Question d'actualité

Rubrique > élections et référendums

Tête d'analyse > élections cantonales et élections régionales

Analyse > propagande électorale. réglementation

ENVOI DES DOCUMENTS ÉLECTORAUX PAR LA POSTE


M. le président. La parole est à M. Olivier Dassault, pour le groupe de l'Union pour un mouvement populaire.

M. Olivier Dassault. Monsieur le Premier ministre, cette année encore, votre gouvernement récidive en demandant la suppression de l'envoi à domicile des documents papier présentant les candidats aux élections régionales et départementales.

Un député du groupe UMP . Scandaleux !

M. Olivier Dassault. Maîtrise des coûts, meilleur impact environnemental, nécessaire modernisation de nos administrations : soit ! Sur le papier – si j'ose dire… – vos intentions sont louables !

Mais, en réalité, votre soi-disant choc de simplification rime avec abandon d'une partie de la population. En effet, cette mesure est une véritable atteinte à la démocratie, notamment pour les personnes âgées, pour nos concitoyens les plus modestes ou ceux ayant des difficultés à se déplacer.

Comment ne pas voir qu'il existe encore, dans notre pays, une fracture numérique doublée d'une fracture générationnelle ? Plus de 20 % des Français n'ont toujours pas accès à Internet. Une large majorité d'entre eux n'ont souvent pas la possibilité de se rendre en mairie ou en préfecture, et devront dans ces conditions y aller deux fois, une fois pour se renseigner et une autre pour voter.

Alors, est-ce vraiment le moment, monsieur le Premier ministre ? Les régionales se dérouleront en plein hiver, les cantons seront redécoupés, des binômes de candidats feront leur apparition : même les plus initiés en perdront leur latin.

C'est pourquoi, pour assurer une égalité d'accès à l'information électorale, le numérique doit être utilisé en complément du papier, pas en substitution à ce dernier. (Applaudissements sur les bancs du groupe UMP.) N'allez pas trop vite, d'autant que, en commission des finances, une partie de votre majorité vient de voter notre amendement relatif à l'abandon de cette mesure. Ferez-vous preuve de la même sagesse, monsieur le Premier ministre ?

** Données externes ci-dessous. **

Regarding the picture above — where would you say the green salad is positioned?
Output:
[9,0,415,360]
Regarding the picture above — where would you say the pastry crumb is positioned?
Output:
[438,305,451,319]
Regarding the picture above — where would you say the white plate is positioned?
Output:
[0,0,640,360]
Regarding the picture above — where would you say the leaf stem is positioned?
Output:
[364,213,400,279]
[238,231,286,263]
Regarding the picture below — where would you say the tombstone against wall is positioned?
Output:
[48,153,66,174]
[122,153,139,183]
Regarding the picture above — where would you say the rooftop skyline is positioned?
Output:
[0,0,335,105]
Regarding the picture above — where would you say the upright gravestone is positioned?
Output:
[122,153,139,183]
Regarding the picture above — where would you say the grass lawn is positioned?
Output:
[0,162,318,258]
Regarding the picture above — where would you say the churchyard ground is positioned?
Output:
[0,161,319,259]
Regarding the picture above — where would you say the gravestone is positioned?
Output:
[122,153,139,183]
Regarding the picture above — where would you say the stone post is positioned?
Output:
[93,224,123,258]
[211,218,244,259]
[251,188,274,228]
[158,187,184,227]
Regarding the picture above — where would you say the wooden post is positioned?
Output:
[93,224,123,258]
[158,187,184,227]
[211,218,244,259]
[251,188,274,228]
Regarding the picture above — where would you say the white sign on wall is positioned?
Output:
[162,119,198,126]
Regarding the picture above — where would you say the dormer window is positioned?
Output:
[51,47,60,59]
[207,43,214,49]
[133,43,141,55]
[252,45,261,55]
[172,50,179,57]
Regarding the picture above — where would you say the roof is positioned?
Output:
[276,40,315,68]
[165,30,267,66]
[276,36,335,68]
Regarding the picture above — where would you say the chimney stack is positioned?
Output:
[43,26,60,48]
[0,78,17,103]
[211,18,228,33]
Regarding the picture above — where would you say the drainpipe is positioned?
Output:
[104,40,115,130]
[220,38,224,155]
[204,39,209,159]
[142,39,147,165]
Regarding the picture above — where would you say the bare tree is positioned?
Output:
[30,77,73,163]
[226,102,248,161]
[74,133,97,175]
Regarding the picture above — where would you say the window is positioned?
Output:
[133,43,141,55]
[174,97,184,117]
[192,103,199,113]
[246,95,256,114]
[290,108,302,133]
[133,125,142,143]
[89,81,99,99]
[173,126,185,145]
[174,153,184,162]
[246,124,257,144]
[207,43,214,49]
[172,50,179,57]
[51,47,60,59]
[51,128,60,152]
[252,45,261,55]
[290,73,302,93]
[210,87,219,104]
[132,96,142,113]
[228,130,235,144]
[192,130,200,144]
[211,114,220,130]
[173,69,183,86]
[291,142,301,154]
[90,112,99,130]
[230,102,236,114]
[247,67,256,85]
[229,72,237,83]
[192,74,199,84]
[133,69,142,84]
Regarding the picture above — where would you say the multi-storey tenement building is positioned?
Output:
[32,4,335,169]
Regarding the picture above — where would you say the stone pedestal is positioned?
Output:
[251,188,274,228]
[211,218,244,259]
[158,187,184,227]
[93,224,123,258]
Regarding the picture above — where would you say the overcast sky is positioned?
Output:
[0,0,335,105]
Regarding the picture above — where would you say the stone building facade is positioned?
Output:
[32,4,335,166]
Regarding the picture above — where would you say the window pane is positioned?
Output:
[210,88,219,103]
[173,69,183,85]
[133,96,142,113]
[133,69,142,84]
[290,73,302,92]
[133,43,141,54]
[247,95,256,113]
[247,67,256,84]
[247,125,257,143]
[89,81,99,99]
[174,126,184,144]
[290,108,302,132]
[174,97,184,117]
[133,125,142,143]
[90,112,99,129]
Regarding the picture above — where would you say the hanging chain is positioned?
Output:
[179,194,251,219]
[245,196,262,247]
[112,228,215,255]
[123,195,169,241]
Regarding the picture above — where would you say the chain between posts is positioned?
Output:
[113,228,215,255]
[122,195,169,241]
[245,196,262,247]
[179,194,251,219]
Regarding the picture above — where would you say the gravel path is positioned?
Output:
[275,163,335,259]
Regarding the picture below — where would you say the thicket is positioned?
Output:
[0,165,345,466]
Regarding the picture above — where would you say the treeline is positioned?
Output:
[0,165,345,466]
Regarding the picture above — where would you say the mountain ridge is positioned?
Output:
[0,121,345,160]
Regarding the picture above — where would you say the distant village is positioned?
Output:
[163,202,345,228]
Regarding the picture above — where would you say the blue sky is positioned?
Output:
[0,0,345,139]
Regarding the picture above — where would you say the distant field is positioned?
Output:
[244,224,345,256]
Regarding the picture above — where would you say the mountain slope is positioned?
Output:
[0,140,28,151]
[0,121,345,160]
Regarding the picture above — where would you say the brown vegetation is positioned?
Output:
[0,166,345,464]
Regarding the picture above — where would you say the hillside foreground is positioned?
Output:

Certes, l'envoi des plis a un coût, mais c'est le prix de la démocratie. Je n'ose croire que sa suppression soit une stratégie en faveur de l'abstention. (Applaudissements sur les bancs des groupes UMP et UDI.)

M. le président. La parole est à M. le ministre de l'intérieur.

M. Bernard Cazeneuve, ministre de l'intérieur. Monsieur le député Olivier Dassault, votre question porte sur les conditions dans lesquelles seront acheminés les éléments de propagande électorale pour les prochaines élections, en raison, notamment, de la décision qui a été prise de dématérialiser cette propagande, par souci de modernisation et aussi – il faut le dire – d'économie. 

M. Christian Jacob. C'est vraiment petit, comme argument !

M. Bernard Cazeneuve, ministre . En effet, la dématérialisation de la propagande électorale pour les élections départementales et régionales en 2015 représenterait une économie de 131 millions d'euros, dans un contexte où votre parti considère qu'il faudrait faire trois fois plus d'économies que ce que le Gouvernement réalise. Il faut donc bien trouver ces économies quelque part et les documenter. 

Je voudrais toutefois apporter quelques précisions en réponse aux arguments que vous avez développés. 

Premièrement, dans la plupart des pays de l'Union européenne, la dématérialisation de la propagande électorale a été réalisée depuis de nombreuses années sans que, pour autant, l'information et le taux de participation aux élections ne s'en trouvent affectés. 

Deuxièmement, vous avez déposé un amendement de suppression en commission. À l'occasion du débat qui aura lieu à l'Assemblée nationale sur les questions budgétaires, le Gouvernement entendra l'ensemble des arguments et se positionnera sur le sujet. En tout état de cause, même si cet amendement devait être adopté, il serait possible de continuer à acheminer la propagande électorale par voie postale tout en mettant en œuvre concomitamment une communication par internet, ce qui permettrait d'engager une expérimentation et de tester cette mesure, en vue de sa généralisation ultérieure.